Last year when I interviewed the lovely Ruth Pretty for work she showed me her prized collection of Time-Life 'Foods of the World' cookbooks and recommended that I look out for them. I think she cast a good spell over me, because I went through a particularly good period of finding gems in charity shops or on Trade Me immediately afterwards. One was a Time-Life Bread book, sadly not from the same edition as Ruth's, but edited by Richard Olney and absolutely loaded with amazing recipes and bread knowledge. There's a recipe dating from 1654 in the book that uses pumpkin, which inspired me to try beetroot. The 1654 recipe uses a lot of yeast and lets the bread rise for hours - I just adapted my normal recipe and it worked out fine. This makes a very springy, soft loaf. The beetroot taste is discernable, but not as shocking as the colour might suggest. A tablespoon of fennel seeds would be a nice addition, especially if you're going to eat the bread with salmon and cream cheese.
500g beetroot, topped, tailed and halved
500g strong white flour
1 1/2 tsp dried yeast
1 1/2 tsp salt
60-90ml warm water
Prepare the beetroot first. Boil it for 20-30 minutes, until easily pierced with a knife. Drain, then puree in a food processor or with a stick blender. Set aside to cool. You can do this well in advance, but the puree should be at room temperature when it comes to making the bread.
Mix the flour, yeast and salt together in a large bowl, then stir in the beetroot. Mix well, adding a little water, until you have a soft, slightly sticky dough. Cover the bowl with a cloth and let it rest for 10 minutes.

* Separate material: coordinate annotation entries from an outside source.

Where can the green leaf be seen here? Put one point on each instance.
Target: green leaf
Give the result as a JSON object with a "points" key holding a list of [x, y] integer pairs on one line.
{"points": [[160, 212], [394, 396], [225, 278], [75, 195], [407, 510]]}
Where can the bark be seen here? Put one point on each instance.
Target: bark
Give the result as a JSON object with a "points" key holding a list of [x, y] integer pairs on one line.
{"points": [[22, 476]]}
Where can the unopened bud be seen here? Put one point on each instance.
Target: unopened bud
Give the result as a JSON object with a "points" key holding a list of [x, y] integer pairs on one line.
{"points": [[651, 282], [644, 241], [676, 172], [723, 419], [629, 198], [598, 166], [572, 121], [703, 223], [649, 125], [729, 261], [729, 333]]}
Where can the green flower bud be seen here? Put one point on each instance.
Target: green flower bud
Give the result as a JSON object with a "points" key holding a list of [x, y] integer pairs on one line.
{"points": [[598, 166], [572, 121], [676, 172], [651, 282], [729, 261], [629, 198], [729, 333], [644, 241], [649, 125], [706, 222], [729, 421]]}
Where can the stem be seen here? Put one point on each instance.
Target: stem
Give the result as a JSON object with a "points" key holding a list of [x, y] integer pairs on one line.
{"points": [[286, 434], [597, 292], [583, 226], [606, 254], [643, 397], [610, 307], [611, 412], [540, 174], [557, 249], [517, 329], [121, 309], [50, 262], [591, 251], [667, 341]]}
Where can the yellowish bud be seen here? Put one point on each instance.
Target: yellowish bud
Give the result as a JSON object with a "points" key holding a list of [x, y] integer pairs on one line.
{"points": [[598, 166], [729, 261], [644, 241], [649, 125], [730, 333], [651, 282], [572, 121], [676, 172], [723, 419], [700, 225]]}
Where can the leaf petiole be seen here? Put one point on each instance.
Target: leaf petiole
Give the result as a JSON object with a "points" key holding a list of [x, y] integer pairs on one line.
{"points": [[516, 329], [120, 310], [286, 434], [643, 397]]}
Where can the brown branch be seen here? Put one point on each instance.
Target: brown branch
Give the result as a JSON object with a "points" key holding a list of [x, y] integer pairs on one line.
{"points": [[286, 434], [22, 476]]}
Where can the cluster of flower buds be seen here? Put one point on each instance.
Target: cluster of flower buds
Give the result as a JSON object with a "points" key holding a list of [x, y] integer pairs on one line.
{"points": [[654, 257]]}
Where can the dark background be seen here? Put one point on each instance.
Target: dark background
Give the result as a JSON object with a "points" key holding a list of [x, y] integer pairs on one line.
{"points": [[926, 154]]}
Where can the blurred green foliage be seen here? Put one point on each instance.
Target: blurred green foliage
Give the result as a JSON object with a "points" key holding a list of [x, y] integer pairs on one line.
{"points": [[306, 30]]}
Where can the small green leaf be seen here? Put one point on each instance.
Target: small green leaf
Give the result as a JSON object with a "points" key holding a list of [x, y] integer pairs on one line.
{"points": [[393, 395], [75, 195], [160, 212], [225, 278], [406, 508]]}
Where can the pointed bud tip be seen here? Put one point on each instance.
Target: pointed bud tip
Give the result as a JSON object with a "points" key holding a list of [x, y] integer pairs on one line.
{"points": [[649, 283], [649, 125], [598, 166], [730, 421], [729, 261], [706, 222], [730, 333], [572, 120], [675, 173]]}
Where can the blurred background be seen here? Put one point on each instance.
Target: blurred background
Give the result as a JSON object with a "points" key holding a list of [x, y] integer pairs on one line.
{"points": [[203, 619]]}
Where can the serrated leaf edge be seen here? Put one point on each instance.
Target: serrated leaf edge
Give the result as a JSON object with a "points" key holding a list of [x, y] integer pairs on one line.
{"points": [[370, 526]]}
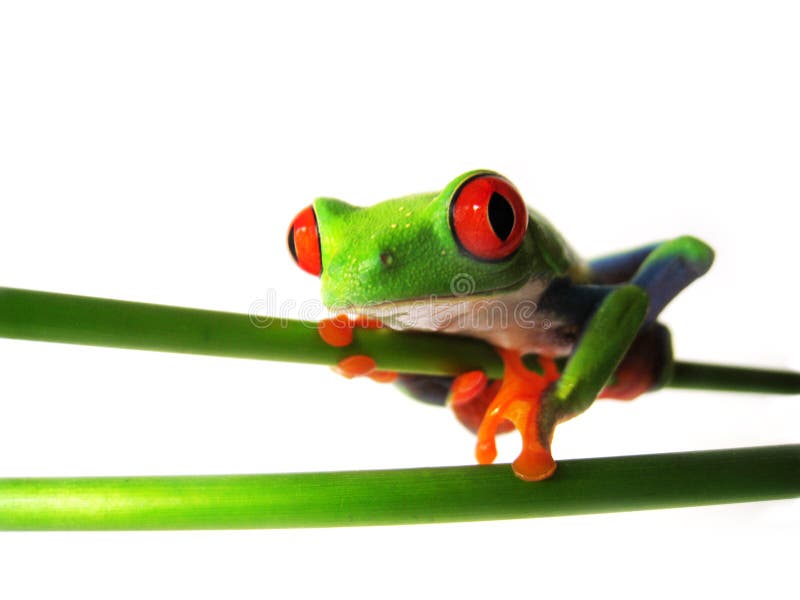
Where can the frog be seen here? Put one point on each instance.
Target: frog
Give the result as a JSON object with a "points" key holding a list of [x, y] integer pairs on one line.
{"points": [[475, 259]]}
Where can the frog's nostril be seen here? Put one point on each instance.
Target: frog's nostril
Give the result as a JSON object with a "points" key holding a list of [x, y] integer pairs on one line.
{"points": [[387, 259]]}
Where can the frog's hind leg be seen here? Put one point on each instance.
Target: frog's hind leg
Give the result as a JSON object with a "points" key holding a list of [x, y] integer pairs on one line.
{"points": [[469, 395], [646, 366], [618, 267], [430, 389], [662, 270]]}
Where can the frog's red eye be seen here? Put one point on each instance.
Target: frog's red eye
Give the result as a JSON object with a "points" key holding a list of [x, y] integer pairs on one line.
{"points": [[304, 241], [488, 217]]}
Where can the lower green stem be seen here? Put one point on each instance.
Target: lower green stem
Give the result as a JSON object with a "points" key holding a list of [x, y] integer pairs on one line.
{"points": [[430, 495]]}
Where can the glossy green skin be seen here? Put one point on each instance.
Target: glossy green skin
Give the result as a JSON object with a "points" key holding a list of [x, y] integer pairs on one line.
{"points": [[403, 249]]}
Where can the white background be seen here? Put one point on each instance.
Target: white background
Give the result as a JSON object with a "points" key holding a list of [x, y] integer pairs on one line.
{"points": [[157, 151]]}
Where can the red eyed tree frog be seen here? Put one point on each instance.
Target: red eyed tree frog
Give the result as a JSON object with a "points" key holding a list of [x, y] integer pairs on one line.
{"points": [[474, 260]]}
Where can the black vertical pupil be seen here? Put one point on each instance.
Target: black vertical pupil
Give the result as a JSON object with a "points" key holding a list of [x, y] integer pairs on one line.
{"points": [[501, 216], [292, 248]]}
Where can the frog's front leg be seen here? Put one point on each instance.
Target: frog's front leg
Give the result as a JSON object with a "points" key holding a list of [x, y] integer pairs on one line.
{"points": [[338, 332], [536, 402]]}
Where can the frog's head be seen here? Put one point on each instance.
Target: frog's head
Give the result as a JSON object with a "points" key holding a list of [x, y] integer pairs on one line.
{"points": [[475, 237]]}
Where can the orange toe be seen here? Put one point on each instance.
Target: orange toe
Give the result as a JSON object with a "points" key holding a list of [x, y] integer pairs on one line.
{"points": [[355, 366], [519, 400], [466, 386]]}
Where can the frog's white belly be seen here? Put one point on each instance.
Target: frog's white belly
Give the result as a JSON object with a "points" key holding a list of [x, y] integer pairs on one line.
{"points": [[508, 320]]}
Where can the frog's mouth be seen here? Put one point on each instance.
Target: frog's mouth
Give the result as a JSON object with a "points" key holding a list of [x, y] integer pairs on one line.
{"points": [[457, 312]]}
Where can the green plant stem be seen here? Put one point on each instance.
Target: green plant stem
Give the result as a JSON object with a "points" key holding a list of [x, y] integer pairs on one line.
{"points": [[430, 495], [45, 316]]}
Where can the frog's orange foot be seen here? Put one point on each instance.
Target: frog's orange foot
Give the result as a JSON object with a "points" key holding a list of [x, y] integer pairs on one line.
{"points": [[338, 332], [521, 399], [470, 395]]}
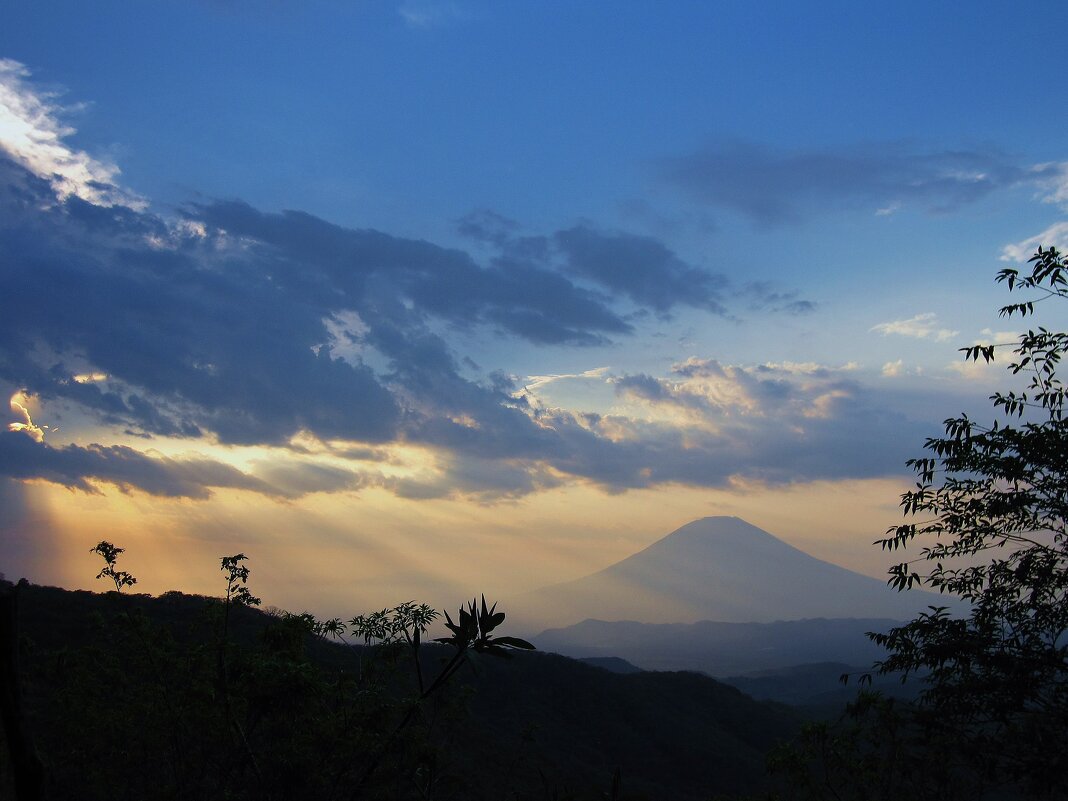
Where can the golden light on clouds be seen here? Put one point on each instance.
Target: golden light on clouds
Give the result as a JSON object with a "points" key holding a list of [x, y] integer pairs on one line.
{"points": [[20, 405]]}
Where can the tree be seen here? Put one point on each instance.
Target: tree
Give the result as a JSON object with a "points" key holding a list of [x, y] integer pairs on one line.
{"points": [[989, 508]]}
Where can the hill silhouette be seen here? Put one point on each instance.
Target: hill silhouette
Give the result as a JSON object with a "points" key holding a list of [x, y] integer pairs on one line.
{"points": [[724, 569], [123, 700]]}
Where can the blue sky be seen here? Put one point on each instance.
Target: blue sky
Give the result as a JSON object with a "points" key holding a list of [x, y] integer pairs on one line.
{"points": [[482, 293]]}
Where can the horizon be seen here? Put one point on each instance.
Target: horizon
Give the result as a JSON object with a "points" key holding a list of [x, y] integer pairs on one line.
{"points": [[430, 299]]}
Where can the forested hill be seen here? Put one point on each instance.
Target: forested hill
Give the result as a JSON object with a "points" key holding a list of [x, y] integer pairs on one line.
{"points": [[127, 696]]}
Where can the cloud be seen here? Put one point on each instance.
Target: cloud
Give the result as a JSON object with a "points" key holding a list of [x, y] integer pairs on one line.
{"points": [[248, 328], [641, 268], [776, 187], [429, 13], [1054, 236], [921, 327], [710, 424], [764, 296], [32, 134], [79, 467]]}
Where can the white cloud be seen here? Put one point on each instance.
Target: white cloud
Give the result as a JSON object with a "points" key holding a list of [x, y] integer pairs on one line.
{"points": [[1055, 236], [429, 14], [892, 370], [534, 382], [32, 134], [921, 327]]}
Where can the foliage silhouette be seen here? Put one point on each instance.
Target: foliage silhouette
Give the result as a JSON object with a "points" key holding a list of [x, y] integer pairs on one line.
{"points": [[988, 507]]}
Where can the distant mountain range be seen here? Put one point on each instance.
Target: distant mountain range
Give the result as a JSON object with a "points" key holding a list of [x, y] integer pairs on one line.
{"points": [[723, 569], [721, 648]]}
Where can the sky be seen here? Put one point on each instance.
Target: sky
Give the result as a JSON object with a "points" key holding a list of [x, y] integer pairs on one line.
{"points": [[425, 299]]}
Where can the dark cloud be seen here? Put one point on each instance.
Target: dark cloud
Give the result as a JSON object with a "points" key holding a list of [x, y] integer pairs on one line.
{"points": [[774, 187], [764, 296], [251, 328], [641, 268]]}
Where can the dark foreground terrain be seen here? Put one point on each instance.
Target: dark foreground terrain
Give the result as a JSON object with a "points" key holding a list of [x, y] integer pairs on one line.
{"points": [[128, 696]]}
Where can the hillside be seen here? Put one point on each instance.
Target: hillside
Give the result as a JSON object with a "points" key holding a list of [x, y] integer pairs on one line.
{"points": [[721, 648], [124, 701], [724, 569]]}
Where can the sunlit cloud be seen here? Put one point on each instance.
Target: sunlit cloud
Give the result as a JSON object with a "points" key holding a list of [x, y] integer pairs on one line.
{"points": [[19, 402], [32, 134], [1054, 236]]}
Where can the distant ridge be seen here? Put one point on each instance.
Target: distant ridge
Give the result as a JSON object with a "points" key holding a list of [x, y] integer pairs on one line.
{"points": [[720, 568]]}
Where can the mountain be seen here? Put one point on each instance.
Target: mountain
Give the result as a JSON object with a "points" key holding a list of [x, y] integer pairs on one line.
{"points": [[103, 674], [721, 648], [718, 568]]}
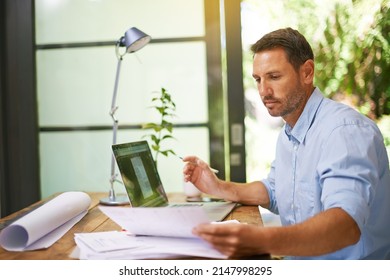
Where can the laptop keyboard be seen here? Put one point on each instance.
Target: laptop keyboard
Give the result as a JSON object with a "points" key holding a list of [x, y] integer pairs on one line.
{"points": [[186, 205]]}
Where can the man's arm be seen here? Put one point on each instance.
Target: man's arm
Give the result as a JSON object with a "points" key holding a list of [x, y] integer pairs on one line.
{"points": [[324, 233]]}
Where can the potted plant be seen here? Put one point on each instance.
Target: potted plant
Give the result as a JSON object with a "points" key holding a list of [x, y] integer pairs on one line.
{"points": [[162, 102]]}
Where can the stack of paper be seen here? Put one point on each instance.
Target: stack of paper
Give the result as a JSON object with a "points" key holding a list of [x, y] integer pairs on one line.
{"points": [[150, 233], [115, 245]]}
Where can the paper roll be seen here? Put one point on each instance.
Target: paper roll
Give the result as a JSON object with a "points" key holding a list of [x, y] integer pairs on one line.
{"points": [[45, 225]]}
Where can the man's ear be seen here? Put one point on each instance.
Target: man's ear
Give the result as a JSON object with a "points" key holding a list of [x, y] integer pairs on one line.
{"points": [[307, 71]]}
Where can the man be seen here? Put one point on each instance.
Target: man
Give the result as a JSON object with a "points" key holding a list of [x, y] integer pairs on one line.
{"points": [[330, 180]]}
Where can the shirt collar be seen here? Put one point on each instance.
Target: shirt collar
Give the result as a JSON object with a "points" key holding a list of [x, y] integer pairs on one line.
{"points": [[305, 120]]}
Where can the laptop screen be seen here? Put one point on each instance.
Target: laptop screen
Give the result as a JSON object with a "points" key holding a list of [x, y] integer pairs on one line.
{"points": [[139, 174]]}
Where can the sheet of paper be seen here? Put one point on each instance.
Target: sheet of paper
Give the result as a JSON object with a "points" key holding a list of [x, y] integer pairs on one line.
{"points": [[45, 225], [121, 245], [157, 221]]}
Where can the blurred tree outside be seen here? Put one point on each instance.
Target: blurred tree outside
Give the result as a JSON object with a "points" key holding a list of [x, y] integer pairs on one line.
{"points": [[350, 41]]}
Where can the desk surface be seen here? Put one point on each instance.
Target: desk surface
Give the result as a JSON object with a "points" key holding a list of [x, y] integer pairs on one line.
{"points": [[96, 221]]}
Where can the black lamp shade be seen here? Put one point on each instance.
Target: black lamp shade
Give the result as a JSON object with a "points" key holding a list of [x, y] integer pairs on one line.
{"points": [[134, 40]]}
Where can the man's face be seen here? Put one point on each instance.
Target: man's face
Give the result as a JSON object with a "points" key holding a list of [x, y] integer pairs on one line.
{"points": [[281, 88]]}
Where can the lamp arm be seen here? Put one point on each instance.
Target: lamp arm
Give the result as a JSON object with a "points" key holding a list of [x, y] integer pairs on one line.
{"points": [[114, 107]]}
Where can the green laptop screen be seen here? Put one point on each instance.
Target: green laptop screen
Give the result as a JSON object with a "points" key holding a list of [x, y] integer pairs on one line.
{"points": [[139, 174]]}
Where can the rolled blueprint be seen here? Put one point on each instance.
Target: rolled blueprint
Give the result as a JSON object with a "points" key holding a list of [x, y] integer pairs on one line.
{"points": [[45, 225]]}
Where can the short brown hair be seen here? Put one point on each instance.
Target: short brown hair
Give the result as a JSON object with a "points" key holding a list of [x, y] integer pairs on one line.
{"points": [[297, 49]]}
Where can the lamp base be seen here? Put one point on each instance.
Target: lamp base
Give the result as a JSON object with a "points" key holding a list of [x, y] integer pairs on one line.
{"points": [[115, 201]]}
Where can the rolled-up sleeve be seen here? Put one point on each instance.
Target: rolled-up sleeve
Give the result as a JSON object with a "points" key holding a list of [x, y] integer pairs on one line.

Lightly oil the worksurface, then tip the dough out onto it. Pick up one side of the dough, stretch it up, then bring it down again on top of itself. Repeat from the opposite corner. Do this another three times, then scrape the dough from your hands and walk away. Leave the dough to rest for 10 minutes, then come back and repeat the pick up and stretch process again. Then leave it again for 10 minutes. Do this process once more, then scoop the dough into a well-oiled large bowl. Cover with a cloth and leave in a warm place for about 45 minutes, until nearly doubled.
Heat the oven to 200C. Tip the dough out onto the bench and knock back gently, pressing it out into a rectangle. Roll this up into a large baguette-sort of shape, or shape to fit a large loaf tin. Leave on a lined tray (or in an oiled tin) for 25 minutes, then bake for 30-35 minutes. Tip onto a rack to cool completely before slicing.